UCOR, the Amentum-Jacobs team in charge of remediation at the Department of Energy’s Oak Ridge Site in Tennessee, earned 98% of its potential fee, almost $28 million, for its work for the final six months of fiscal 2020.
The joint venture earned 100% of its $20.8 million in objective fee for meeting deadlines and accomplishing set goals during the period between April 1 and Sept. 30, according to the fee scorecard documents released Dec. 22. The decontamination and decommissioning contractor also earned $7.16 million or 94% of a potential $7.59-million in subjective performance as determined by DOE Office of Environmental Management bosses at Oak Ridge.
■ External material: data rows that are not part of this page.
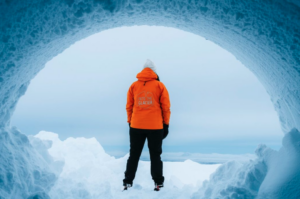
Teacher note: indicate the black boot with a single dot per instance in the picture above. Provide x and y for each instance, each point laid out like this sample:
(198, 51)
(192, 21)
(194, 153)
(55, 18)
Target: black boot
(158, 186)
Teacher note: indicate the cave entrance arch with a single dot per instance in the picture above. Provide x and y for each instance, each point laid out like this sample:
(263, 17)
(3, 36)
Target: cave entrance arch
(264, 36)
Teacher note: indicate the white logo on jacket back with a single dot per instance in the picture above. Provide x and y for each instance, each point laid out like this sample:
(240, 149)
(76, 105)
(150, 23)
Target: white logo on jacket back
(144, 99)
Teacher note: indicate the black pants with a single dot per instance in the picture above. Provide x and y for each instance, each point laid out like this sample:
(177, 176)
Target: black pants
(137, 141)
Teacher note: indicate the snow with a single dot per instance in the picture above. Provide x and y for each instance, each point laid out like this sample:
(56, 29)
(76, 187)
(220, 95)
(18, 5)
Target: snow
(263, 35)
(89, 172)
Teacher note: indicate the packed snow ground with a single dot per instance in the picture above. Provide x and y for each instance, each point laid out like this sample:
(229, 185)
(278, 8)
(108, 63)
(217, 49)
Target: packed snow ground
(88, 172)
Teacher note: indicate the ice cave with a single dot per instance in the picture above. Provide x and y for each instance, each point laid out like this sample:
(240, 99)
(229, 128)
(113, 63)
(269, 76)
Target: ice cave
(263, 35)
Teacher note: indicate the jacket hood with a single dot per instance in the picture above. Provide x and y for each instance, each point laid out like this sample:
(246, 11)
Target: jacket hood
(146, 74)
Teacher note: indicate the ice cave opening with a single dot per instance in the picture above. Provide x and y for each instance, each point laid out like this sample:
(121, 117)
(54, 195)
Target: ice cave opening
(263, 35)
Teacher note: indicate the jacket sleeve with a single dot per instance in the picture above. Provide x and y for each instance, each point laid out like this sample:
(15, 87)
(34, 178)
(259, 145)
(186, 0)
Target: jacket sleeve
(165, 104)
(129, 104)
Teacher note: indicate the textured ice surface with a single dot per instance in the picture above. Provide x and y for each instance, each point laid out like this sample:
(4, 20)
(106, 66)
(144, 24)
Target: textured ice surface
(90, 173)
(263, 35)
(26, 170)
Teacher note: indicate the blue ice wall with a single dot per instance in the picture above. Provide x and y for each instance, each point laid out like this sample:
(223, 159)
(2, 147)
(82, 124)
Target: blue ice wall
(264, 35)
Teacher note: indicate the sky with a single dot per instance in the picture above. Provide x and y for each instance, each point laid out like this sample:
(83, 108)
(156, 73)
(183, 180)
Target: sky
(217, 104)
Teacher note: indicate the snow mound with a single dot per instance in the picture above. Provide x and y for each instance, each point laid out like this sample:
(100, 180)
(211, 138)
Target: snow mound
(272, 175)
(26, 169)
(89, 172)
(80, 168)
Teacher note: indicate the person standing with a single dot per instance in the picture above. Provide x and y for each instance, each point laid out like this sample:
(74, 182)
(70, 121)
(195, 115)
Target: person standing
(148, 115)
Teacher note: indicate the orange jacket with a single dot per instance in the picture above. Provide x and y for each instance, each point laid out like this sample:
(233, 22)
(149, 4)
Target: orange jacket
(148, 103)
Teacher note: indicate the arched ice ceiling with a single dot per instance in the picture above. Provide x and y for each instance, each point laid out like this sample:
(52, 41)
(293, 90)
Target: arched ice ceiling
(263, 34)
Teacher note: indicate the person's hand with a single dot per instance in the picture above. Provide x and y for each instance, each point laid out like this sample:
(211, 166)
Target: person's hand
(166, 130)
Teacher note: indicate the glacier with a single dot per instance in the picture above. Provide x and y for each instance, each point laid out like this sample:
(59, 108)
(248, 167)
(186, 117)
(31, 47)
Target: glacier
(263, 35)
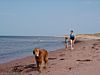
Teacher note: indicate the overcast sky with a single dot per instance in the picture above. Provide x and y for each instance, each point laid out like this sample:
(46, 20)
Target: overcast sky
(49, 17)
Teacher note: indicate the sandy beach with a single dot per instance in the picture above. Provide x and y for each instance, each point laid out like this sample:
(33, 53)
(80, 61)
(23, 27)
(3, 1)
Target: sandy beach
(84, 59)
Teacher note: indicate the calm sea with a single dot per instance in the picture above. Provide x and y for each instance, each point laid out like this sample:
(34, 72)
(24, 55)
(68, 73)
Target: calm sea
(12, 47)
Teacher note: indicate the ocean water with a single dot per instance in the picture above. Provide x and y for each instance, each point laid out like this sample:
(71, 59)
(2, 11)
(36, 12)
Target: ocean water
(12, 47)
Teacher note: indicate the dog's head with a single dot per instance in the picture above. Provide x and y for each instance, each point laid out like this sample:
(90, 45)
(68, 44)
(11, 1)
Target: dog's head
(36, 52)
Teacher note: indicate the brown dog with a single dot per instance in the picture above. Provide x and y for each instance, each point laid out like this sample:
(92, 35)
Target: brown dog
(41, 56)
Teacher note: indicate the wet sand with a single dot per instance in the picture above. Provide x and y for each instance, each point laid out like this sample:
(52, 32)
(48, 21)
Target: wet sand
(84, 59)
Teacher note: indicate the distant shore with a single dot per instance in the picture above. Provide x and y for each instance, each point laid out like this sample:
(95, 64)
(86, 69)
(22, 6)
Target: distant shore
(83, 60)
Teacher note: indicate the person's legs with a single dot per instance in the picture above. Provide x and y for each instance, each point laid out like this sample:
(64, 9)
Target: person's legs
(71, 42)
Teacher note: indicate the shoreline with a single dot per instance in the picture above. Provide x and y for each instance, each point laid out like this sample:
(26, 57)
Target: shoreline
(83, 60)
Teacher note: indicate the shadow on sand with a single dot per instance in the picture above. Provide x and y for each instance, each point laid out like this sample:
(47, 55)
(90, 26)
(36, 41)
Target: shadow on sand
(26, 68)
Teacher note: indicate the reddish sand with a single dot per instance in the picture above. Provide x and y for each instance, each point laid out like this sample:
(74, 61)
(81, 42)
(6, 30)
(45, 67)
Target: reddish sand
(84, 59)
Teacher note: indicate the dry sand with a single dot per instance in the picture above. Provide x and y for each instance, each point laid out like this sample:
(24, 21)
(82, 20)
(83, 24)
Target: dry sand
(84, 59)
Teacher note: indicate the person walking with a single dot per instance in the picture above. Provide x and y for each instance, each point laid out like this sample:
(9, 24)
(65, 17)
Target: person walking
(66, 41)
(72, 39)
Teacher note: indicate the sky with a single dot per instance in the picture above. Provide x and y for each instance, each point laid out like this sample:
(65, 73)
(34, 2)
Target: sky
(49, 17)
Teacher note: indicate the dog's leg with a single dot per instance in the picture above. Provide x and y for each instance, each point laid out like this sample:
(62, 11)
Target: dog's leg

The DOE rated UCOR “excellent” in areas such as project management and business systems; quality/safety culture as well as regulatory and stakeholder activity. It merited a “high confidence” rating for its cost and schedule; “very good” in its total project management incentive and “good” in its operations management.
Earlier this year, UCOR took home 94%, or $10.4 million, of a potential $11 million fee for six months of work ending March 31.
The contractor is reaping the rewards for completing what DOE calls the world’s first demolition of a uranium enrichment complex at the property now called the East Tennessee Technology Park, formerly K-25.
Over time, DOE and its contractors tore down 500 structures as part of the Oak Ridge project, Secretary of Energy Dan Brouillette said during a ceremony in October.
UCOR began work on the existing $3.3 billion contract in August 2011. In July, DOE announced it was keeping the incumbent around at least through July 2021, and possibly July 2022 of two additional six-month option periods are exercised.